Il pronunciamento della Consulta in merito al payback sui dispositivi medici "rischia di lasciare i chirurghi a mani nude". Lo dichiara il presidente dell'Acoi (Associazione chirurghi ospedalieri italiani), Vincenzo Bottino, annunciando una manifestazione di piazza per il prossimo 24 ottobre a Roma.
"Abbiamo profondo rispetto della Corte costituzionale - scrive in una nota - ma la sentenza sul payback dispositivi medici ricadrà inevitabilmente non solo sulle aziende e su un intero comparto che rischia di entrare in una profonda crisi, ma anche sui nostri pazienti: le loro vite vengono salvate dal gioco di squadra fatto da istituzioni lungimiranti, aziende innovative e chirurghi nelle sale operatorie. Se salta un solo attore di questo sistema, significa mettere a rischio la vita delle persone. E con il payback dispositivi medici e la sentenza della Corte costituzionale si sceglie, in modo incosciente, di eliminare le aziende da questo gioco di squadra. Forse qualcuno non se ne sta rendendo conto". Bottino ricorda che "siamo stati i primi a denunciare, nel dicembre 2022, il rischio causato dal payback dispositivi medici: un rischio che, con la sentenza di ieri, significa la desertificazione delle piccole e medie aziende che ci consentono di erogare servizi fondamentali per una sanità sicura. Se a questo si sommano i 21 servizi sanitari regionali presenti nel nostro Paese, assisteremmo ancora una volta all'acuirsi delle differenze sulla qualità dei servizi. Chi ci rimette in tutto questo sono i pazienti - ribadisce - le persone che si rivolgono alla sanità pubblica".

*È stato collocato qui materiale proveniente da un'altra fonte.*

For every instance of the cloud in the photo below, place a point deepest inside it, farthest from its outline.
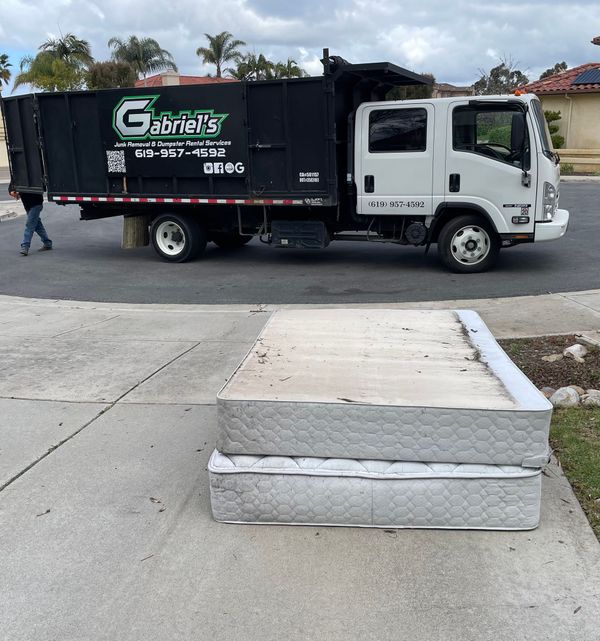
(451, 40)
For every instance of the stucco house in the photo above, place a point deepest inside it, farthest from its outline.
(576, 94)
(170, 78)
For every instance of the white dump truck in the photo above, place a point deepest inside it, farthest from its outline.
(299, 162)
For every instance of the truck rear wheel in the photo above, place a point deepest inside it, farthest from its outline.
(468, 244)
(177, 238)
(230, 240)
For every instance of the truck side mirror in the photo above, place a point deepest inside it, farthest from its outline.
(517, 134)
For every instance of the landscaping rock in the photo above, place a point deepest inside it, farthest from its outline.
(565, 397)
(591, 397)
(552, 358)
(576, 352)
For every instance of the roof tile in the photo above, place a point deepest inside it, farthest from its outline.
(563, 82)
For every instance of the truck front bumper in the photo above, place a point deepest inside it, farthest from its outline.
(554, 229)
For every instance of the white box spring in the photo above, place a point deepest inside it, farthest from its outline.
(420, 385)
(392, 494)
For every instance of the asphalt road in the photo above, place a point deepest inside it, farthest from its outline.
(88, 264)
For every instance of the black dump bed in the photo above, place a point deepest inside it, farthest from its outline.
(280, 139)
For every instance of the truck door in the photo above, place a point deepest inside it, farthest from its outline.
(394, 159)
(485, 162)
(23, 143)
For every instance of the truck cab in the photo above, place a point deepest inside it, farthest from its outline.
(472, 174)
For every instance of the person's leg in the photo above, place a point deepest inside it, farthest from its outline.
(33, 218)
(41, 232)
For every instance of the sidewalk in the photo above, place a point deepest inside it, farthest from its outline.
(108, 420)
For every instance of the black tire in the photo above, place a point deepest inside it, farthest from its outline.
(177, 238)
(230, 240)
(468, 244)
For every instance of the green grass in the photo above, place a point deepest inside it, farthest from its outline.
(575, 437)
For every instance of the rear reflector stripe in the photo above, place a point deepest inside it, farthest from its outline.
(177, 201)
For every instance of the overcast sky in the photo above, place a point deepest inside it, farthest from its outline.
(452, 40)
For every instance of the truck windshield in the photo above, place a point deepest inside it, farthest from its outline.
(542, 126)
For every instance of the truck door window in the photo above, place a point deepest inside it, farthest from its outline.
(393, 130)
(489, 132)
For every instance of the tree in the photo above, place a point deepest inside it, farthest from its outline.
(109, 75)
(559, 67)
(551, 117)
(288, 69)
(221, 48)
(74, 51)
(5, 72)
(502, 79)
(48, 73)
(412, 92)
(143, 55)
(253, 67)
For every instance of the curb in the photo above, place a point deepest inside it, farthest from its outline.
(8, 211)
(582, 179)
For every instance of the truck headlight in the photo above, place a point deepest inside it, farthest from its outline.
(550, 201)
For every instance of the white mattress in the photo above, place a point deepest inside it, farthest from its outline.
(389, 494)
(420, 385)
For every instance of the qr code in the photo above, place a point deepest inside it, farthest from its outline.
(116, 161)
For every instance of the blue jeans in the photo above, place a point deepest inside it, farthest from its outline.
(34, 224)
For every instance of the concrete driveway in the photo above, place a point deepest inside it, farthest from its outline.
(108, 420)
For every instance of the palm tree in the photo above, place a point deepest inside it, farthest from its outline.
(289, 69)
(5, 72)
(253, 67)
(221, 48)
(74, 51)
(144, 55)
(49, 73)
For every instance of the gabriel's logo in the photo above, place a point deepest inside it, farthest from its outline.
(134, 118)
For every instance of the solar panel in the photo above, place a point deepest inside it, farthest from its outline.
(591, 76)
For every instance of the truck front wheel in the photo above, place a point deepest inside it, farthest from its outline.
(468, 244)
(177, 238)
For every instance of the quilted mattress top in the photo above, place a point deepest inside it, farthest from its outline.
(418, 358)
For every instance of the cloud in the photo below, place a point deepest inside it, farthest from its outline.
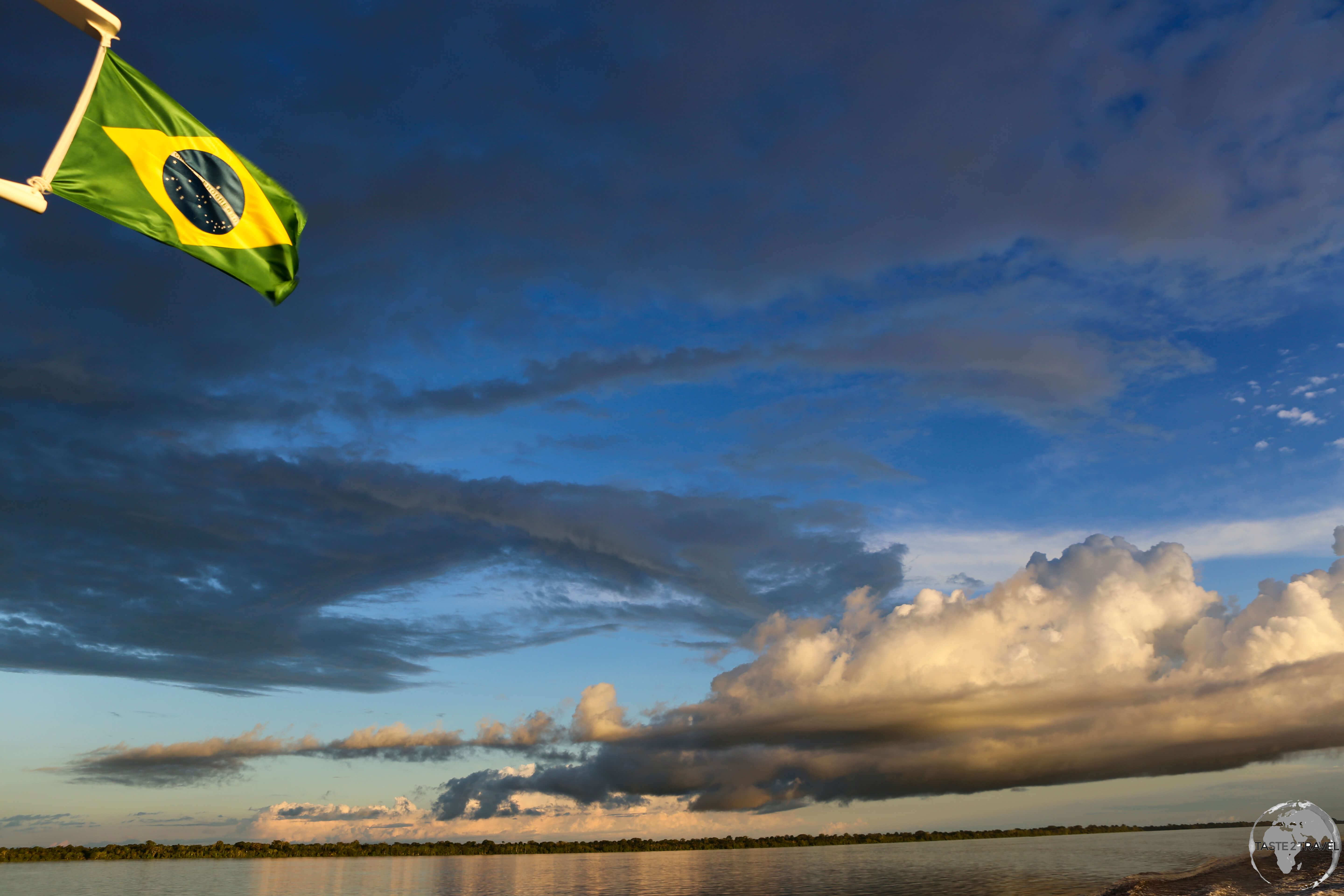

"Il 24 ottobre a Roma - informa quindi il presidente Acoi - organizzeremo un evento nazionale sul payback dispositivi medici, perché vogliamo che le istituzioni e le associazioni dei pazienti si rendano conto in modo chiaro degli effetti di questa sentenza. Ma già nei prossimi giorni incontreremo le aziende, perché siamo consapevoli che senza il loro supporto la nostra diventa una professione impossibile. Per questo siamo stati e continueremo ad essere al loro fianco e, allo stesso tempo, chiederemo incontri in tutte le Regioni e al Governo nazionale: la sentenza della Corte costituzionale non è la vittoria di qualcuno, è la sconfitta di tutti. Pazienti compresi".